In a basketball shooting workout, a player keeps shooting until she makes 10 baskets. Suppose the probability that she makes any given shot is 0.7, and let X be the total number of shots she takes, calculate E[X], V(X)?
In a basketball shooting workout, a player keeps shooting until she makes 10 baskets. Suppose the probability that she makes any given shot is 0.7, and let X be the total number of shots she takes, calculate E[X], V(X)?
Sorry, I misunderstood the original problem.

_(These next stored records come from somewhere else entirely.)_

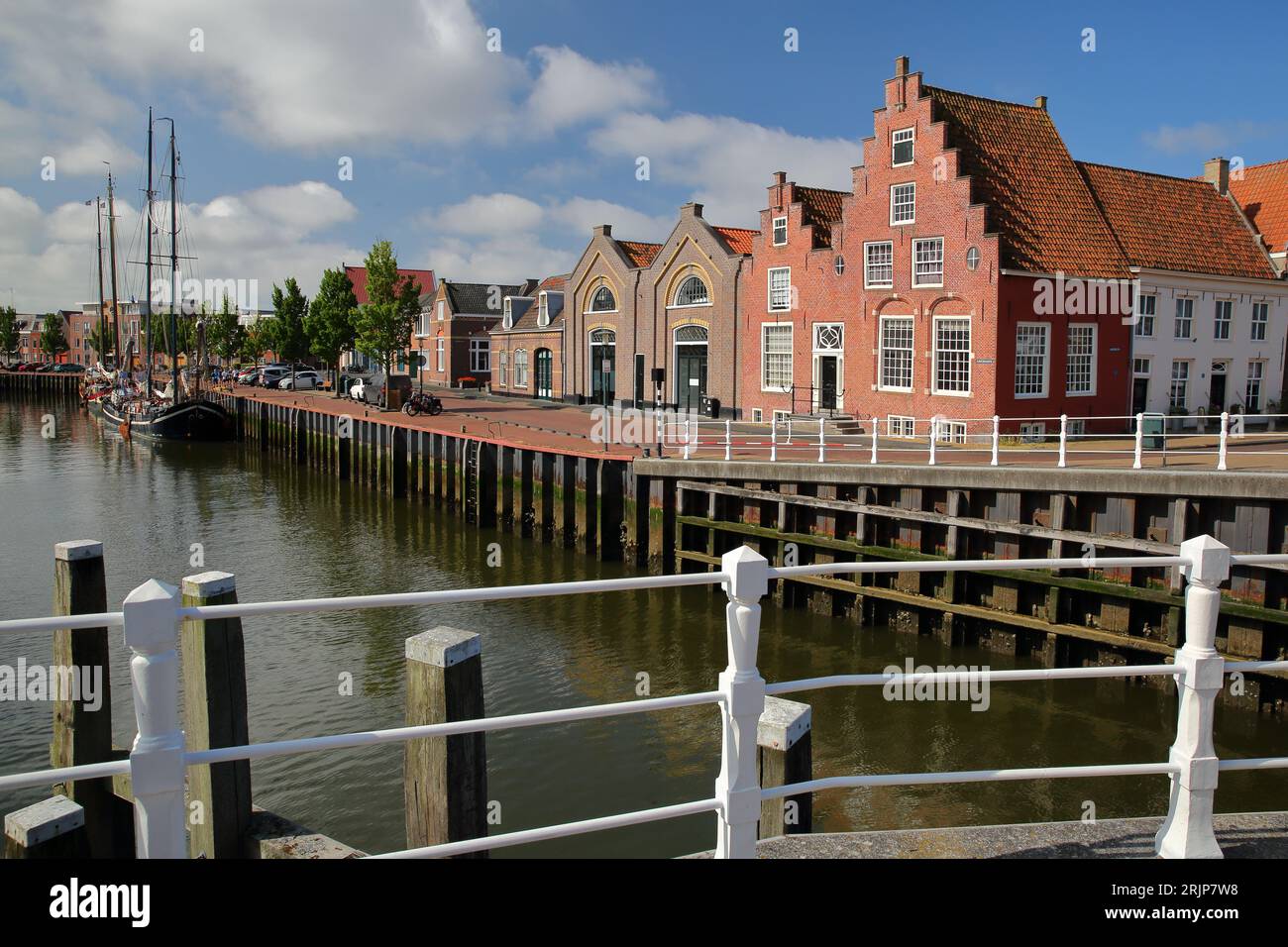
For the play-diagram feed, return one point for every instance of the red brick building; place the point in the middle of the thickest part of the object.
(969, 272)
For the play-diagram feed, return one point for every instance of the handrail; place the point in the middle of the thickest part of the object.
(153, 615)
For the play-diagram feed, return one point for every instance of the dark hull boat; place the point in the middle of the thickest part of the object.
(188, 420)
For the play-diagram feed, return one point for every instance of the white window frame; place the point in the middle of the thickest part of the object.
(764, 356)
(769, 278)
(867, 266)
(915, 245)
(912, 140)
(911, 219)
(934, 368)
(911, 350)
(1091, 364)
(1046, 361)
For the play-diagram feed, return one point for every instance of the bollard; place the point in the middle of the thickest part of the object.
(215, 715)
(742, 705)
(445, 779)
(1188, 830)
(156, 758)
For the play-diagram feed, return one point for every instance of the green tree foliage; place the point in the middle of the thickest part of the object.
(330, 324)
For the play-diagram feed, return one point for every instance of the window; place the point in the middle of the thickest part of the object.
(879, 268)
(776, 357)
(694, 291)
(903, 204)
(898, 425)
(902, 145)
(1184, 318)
(897, 354)
(1260, 318)
(1081, 368)
(927, 262)
(952, 356)
(603, 300)
(1180, 392)
(1030, 359)
(781, 289)
(1252, 393)
(1222, 326)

Let's calculate variance a little differently. Since you have $E[X] = 14$, then
$$V[X] = E[X^2]-14^2$$
$$E[X^2] = (0.7)^{10}\sum_{n\ge 0}\dbinom{9+n}{n}(0.3)^n(10+n)^2 = \dfrac{10(11-0.7)}{0.7^2}$$
So, you have:
$$V[X] = \dfrac{696}{49}$$
Lets change the question.
Toss a die repeatedly until a six appears the three times.
Further, let $X$ be the number of the toss upon which the third six appears.
Is it clear that $X\ge 3~?$ and $\mathcal{P}(X=3)=6^{-3}$. Moverover, $\mathcal{P}(X=9)=\dbinom{8}{2}\cdot 5^6\cdot 6^{-9}$
In general, $n\ge 3\to \mathcal{P}(X=n)=\dbinom{n-1}{2}\cdot 5^{n-3}\cdot 6^{-n}$
What are $\mathcal{E[X]}~\&~\mathcal{V[X]}~?$